Hollywood's pre-code era yielded some rather raunchy masterpieces that have recently resurfaced as part of the 'golden age' canon of classic movies. Given our own current laissez faire cultural climate the concerns and constraints imposed upon the film industry then by the Hayes/Breen offices at the behest of the Catholic League of Decency seem laughable. But at the time there was a very fervent morality that wholly believed movies were capable of corrupting the masses. (They may have been on to something there!)
One of the cinema's most popular attractions then was Jean Harlow - a brassy unabashedly crass young lass (at least on screen) whose escapades inside a rain barrel in Red Dust (1932) prompted a targeted outrage. Although sympathetic to the cause of propriety, MGM's Louis B. Mayer was not about to turn Harlow out from his stable of stars. After all, she was a top money maker. And Harlow's screen image was diametric to the rather naive and fun loving girl behind the scenes.
Nevertheless, Harlow's early on screen persona was that of a loud mouthed, sexually promiscuous tease, unapologetically perverse and in search of sin where and whenever it could be found. In many ways, Victor Fleming's Bombshell (1933) seems to foreshadow the coming of the production code while still getting away with slinging its mud - its underlying 'pity the poor misunderstood trollop' narrative thread pitched low as a sort of subliminal apology for Harlow's more gregarious on camera antics.
In Bombshell Harlow is Lola Burns - a Hollywood star cut in the image of Paramount's Clara Bow - her 'It girl' status in constant danger of being capsized by sleazy press agent, E.J. Hanlon (Lee Tracy), unbearably greedy family; father (Frank Morgan), brother (Ted Healy), coarse private secretary, Mac (Una Merkel) and wayward romantic partners, Hugo (Ivan Lebedeff) and Jim Brogan (Pat O'Brien).

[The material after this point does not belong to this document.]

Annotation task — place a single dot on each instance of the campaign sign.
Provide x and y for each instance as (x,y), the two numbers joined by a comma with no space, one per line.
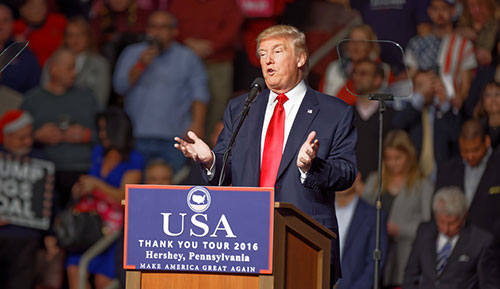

Lola's career is a resounding success. But her home life is a shambles. She hungers for peace, though perhaps not at any price. However, Hanlon is not about to let Lola settle down with anyone - especially since he is in love with her himself. Lola doesn't see that love, however. To her Hanlon is just another sponge among many, and, in some ways Lola's right. To pad his own interests, Hanlon has hired actors to portray Lola's latest lover, Gifford Middleton (Franchot Tone) and his uppity blue blood parents, Mrs. Middleton (Mary Forbes) and Wendell Middleton (C. Aubrey Smith). After some moonlit badinage, Lola is all set to marry Gifford. But a chance meeting between the Middletons and Lola's father and brother results in predictable disaster. The next day Lola retreats to the relative safety of the studio; Hanlon's plan all along. The two reconcile and Lola begins to fall for Hanlon - until she learns the truth about Gifford.
Bombshell is gregarious entertainment. The film is justly famous for a line of dialogue uttered passionately by Franchot Tone: "Your hair is like a field of silver daisies. I'd like to run barefoot through your hair!" But the film's loud mouth approach to comedy tends to grate on one's nerves. Everyone is shouting at everyone else all the time and this frantic mayhem threatens to drown out the carefully crafted witticisms and more biting comedy peppered throughout by screenwriters Caroline Francke, Mack Crane, John Lee Mahin, Jules Furthman and Norman Krasna.
When the actors settle down for a moment or two there's pause for the audience to catch their breath and reflect upon the ripeness of this parody. In truth, the film is a scathing jab at what life might be like for Hollywood's alumni besought by leeches at every turn and hounded by the press for the next big scoop about glamorous life. Bombshell isn't a great film, but it has great ideas inserted throughout its rather meandering plot - enough to provoke sincere thought after the footlights have come up.
Bombshell is one of the films offered by the Warner Archive as part of its 100th Anniversary dedicated to its star. Harlow died tragically of uremic poisoning at the age of twenty-four, necessitating retakes with a double on her last movie, Saratoga (1937). Those interested in owning this film really should invest in the entire Harlow Anniversary collection that features 7 films for a mere $49.99 plus taxes.
Although advertised as 'remastered' Bombshell's transfer suffers from virtually every age related pitfall known to film preservationists. For starters, the image is rather 'thick' instead of refined, characterized by a veil of heavy grain and with fine detail wanting throughout. The gray scale seems gritty and on the low end of the contrast spectrum. Age related artifacts are heavy and frequently distract. Warner has arguably done its best on a shoestring budget in bringing this film to home video. But it could stand to benefit from a costly 'ground up' digital restoration. The audio is mono as originally recorded and rather strident throughout. The only extra is a theatrical trailer for the Spanish version of the film. Not recommended.